Selective Autophag degrades DICER and AGO2 and regulates miRNA activity

Authors
Gibbings D, Mostowy S, Jay F, Schwab Y, Cossart P, Voinnet O.
12-18-2012
12:00pm
PST
Categories
Transcription Mechanism & Biology
Speaker
Abstract
MicroRNAs (miRNAs) form a class of short RNAs (∼21 nucleotides) that post-transcriptionally regulate partially complementary messenger RNAs. Each miRNA may target tens to hundreds of transcripts to control key biological processes. Although the biochemical reactions underpinning miRNA biogenesis and activity are relatively well defined1,2 and the importance of their homeostasis is increasingly evident, the processes underlying regulation of the miRNA pathway in vivo are still largely elusive3 . Autophagy, a degradative process in which cytoplasmic material is targeted into double-membrane vacuoles, is recognized to critically contribute to cellular homeostasis. Here, we show that the miRNA-processing enzyme, DICER (also known as DICER1), and the main miRNA effector, AGO2 (also known as eukaryotic translation initiation factor 2C, 2 (EIF2C2)), are targeted for degradation as miRNA-free entities by the selective autophagy receptor NDP52 (also known as calcium binding and coiled-coil domain 2 (CALCOCO2)).

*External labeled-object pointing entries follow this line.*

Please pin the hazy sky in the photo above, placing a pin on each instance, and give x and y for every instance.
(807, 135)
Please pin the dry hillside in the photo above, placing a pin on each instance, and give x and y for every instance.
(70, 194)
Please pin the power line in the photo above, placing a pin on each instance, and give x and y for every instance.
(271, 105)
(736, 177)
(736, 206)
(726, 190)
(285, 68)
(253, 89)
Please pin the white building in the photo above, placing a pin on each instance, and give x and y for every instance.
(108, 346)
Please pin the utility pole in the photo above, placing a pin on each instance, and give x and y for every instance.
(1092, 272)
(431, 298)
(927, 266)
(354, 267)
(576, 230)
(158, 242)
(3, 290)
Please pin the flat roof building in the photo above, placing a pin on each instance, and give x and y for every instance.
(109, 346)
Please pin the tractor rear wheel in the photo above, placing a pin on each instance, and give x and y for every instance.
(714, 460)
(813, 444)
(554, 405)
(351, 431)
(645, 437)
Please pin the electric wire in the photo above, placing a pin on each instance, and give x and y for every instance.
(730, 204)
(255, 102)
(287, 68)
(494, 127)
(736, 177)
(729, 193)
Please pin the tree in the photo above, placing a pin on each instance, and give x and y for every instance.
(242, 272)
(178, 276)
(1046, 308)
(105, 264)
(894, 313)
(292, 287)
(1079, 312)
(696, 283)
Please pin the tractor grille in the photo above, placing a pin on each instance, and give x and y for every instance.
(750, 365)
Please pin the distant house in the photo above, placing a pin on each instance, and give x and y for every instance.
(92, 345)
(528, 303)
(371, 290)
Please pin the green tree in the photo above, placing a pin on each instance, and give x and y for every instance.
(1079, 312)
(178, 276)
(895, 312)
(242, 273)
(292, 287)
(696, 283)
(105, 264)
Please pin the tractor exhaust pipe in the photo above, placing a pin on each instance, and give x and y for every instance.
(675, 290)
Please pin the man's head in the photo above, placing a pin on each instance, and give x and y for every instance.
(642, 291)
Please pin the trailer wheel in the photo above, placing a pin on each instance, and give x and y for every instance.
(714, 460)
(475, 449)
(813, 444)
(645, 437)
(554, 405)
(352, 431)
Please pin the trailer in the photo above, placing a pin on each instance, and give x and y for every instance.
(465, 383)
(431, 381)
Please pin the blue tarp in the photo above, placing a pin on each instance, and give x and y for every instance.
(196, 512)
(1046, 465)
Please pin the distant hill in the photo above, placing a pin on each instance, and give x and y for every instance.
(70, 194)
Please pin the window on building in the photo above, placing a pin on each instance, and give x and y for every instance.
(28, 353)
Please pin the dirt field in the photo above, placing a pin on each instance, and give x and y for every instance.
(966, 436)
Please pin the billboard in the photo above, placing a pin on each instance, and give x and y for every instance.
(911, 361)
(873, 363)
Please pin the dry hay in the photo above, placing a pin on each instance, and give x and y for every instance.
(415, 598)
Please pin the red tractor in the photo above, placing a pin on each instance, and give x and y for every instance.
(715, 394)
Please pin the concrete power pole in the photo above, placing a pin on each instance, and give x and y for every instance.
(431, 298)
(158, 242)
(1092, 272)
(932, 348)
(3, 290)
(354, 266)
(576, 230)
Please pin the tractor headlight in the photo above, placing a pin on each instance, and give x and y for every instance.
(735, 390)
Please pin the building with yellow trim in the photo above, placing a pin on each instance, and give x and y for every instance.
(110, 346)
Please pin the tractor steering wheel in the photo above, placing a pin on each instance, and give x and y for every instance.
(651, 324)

Autophagy establishes a checkpoint required for continued loading of miRNA into AGO2; accordingly, NDP52 and autophagy are required for homeostasis and activity of the tested miRNAs. Autophagy also engages post-transcriptional regulation of the DICER mRNA, underscoring the importance of fine-tuned regulation of the miRNA pathway. These findings have implications for human diseases linked to misregulated autophagy, DICER- and miRNA-levels, including cancer.